Things with wheels

Sometimes themes assert themselves into your day. Today's theme was "things with wheels." It started in the park, where I observed an older man in a wheelchair being scolded by a scowling, red-faced younger man, who was shaking his finger in the old guy's face. Maybe the wheelchair guy intentionally ran over the younger man's foot. Perhaps this simmering tension between them had been brewing all morning, and finally exploded there in the park. Unfortunate, because any passersby would immediately think poorly of the younger man. This is unfair of course, the wheelchair man could be a total asshole for all anybody knows, but the natural assumption is that disabled people are beautiful souls whom destiny has thwarted, but whose deep inner strength, an inspiration to us all, does not allow them to sit at home and feel sorry for themselves, waiting for hot meals to be delivered by sullen volunteers, no, they go to the park like anyone else, and get publicly upbraided by able-bodied younger people for their trouble.

As I exited the park on this unseasonably muggy day, I saw an elderly man on a rickety black bicycle. He was really old, probably at least 75. The bicycle tended to move in a woozily serpentine fashion, but he was basically moving forward, albeit slowly. I thought, I hope when I'm that age I have the moxie to ride my bicycle on an uncomfortably hot day like today. Then it occurred to me that I don't even have such moxie now, so it's ludicrous to imagine myself having it when I'm geriatric. Shame made my face tingle.

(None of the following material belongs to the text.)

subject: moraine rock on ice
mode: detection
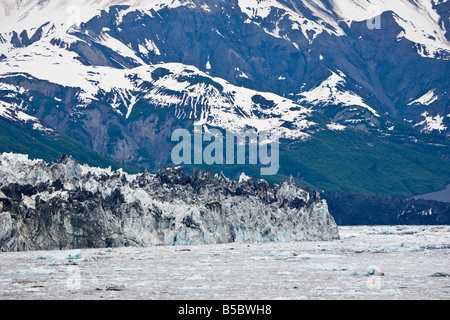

Just then another bicycle went by, a tandem model, except that this one was an adult/child hybrid. The mother pedaled along in front, and the kid rode in back. I don't think the kid's pedals actually did anything, but I guess they want the child to feel it's participating somehow. They wore matching yellow helmets and the mother seemed a little pleased with herself, demonstrating this novel way she'd discovered to spend quality time with her child. Naturally I imagined them suffering a terrible accident, the child orphaned and taken in by a poor family without novelty bicycles.

In an uncanny instance of circumstantial oneupmanship, a few minutes later I had to step aside to allow an unusual spectacle to pass me coming the other way. A woman running, pushing a special baby stroller, one with two large wheels and one smaller wheel in front. Inside was a sporting toddler wearing a tiny helmet. Leashes tied to each of the large handles of this sportstroller were attached to nearly identical dogs who ran alongside the stroller. The jogging woman inexplicably wore mirrored sunglasses. It was like a yuppie Iditarod. This woman was clearly intent on getting the most out of this time outdoors. I was surprised she wasn't talking on the phone as well, or somehow preparing a nutritious and tasty lunch as she ran, or doing her taxes. I felt like an underachieving chump. What was I thinking, simply walking? How unimaginative of me.